Vitamin A and E deficiencies are both associated with increased risk of urine infection. Take 400IU Vitamin E as D-alpha tocopherol (not DL-alpha tocopherol) during attacks and 5-10,000 IU of beta-carotene.
Keeping the urine alkaline also helps. Potassium citrate is widely available as effervescent tablets (Effercitrate), liquid (Cymaclear) or sachets (Cystopurin). Taking two Alka-Seltzers in a glass of water at the onset of symptoms is another way of doing this.
The antibacterial agent Hiprex, which can be bought over the counter, can help in the prevention of urinary infections. It can also help when combined with antibiotics during an infection. The dose is 1 gram twice daily.
As you can see there are many options and some may work better than others for a particular individual.
A related problem is interstitial cystitis, a poorly understood condition with symptoms of bladder pain, frequent urination, including urination at night.
This is most likely due to inflammation in the bladder. The cause is unknown but some people are intolerant to foods and drinks and some may be allergic to bacteria in their bladder. In one study 4 out of 6 had sulphites in their bladder. This is thought to be due to an inability to break down sulphites (found in many foods, especially fruit juices, wines and dried fruits). This is often helped by taking a molybdenum supplement and avoiding sulphites.
A treatment that may help is MSM (methylsulphonylmethane). This is a sulphur-containing supplement that is found naturally in the body. It is also found in animals and plants. It has a slightly bitter taste. (The parent compound, DMSO, has been approved as a treatment for interstitial cystitis by the FDA and is used as a bladder wash).

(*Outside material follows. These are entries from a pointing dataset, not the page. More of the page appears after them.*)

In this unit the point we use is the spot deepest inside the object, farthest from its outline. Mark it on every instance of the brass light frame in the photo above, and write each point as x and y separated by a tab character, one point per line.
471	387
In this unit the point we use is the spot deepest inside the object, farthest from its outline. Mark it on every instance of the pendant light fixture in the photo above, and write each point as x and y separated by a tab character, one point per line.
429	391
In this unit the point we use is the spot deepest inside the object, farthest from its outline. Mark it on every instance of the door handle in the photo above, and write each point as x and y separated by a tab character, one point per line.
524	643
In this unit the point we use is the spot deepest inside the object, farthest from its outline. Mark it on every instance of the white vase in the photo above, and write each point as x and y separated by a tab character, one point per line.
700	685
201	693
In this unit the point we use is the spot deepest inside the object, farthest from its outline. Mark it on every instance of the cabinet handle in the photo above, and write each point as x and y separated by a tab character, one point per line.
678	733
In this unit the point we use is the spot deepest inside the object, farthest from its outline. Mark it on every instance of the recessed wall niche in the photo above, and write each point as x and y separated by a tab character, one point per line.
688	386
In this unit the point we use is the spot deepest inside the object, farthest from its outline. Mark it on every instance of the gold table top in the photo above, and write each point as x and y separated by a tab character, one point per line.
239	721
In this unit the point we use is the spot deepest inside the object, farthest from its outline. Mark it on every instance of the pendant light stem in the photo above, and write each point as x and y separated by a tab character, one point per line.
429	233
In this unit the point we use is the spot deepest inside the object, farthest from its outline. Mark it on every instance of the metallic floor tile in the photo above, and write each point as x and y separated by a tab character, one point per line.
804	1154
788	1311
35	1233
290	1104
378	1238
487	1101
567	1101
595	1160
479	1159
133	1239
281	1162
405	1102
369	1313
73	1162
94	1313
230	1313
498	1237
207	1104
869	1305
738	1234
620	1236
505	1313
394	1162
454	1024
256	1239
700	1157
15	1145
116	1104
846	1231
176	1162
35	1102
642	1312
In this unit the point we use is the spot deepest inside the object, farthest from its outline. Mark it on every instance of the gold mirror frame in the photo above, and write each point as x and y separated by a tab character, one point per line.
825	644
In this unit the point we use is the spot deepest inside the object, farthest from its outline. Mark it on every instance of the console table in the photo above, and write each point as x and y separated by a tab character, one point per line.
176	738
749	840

The usual dose is up to 8 grams daily but it has typically been often been used at a higher dosage (20-40 grams daily) for interstitial cystitis. It has no toxic effects in animals at doses equivalent to 500 grams daily in humans. Stop if you get nausea or loose stools and reduce the dose slightly. It can also improve energy, help nail and hair growth, reduce allergies and lead to a smoother skin.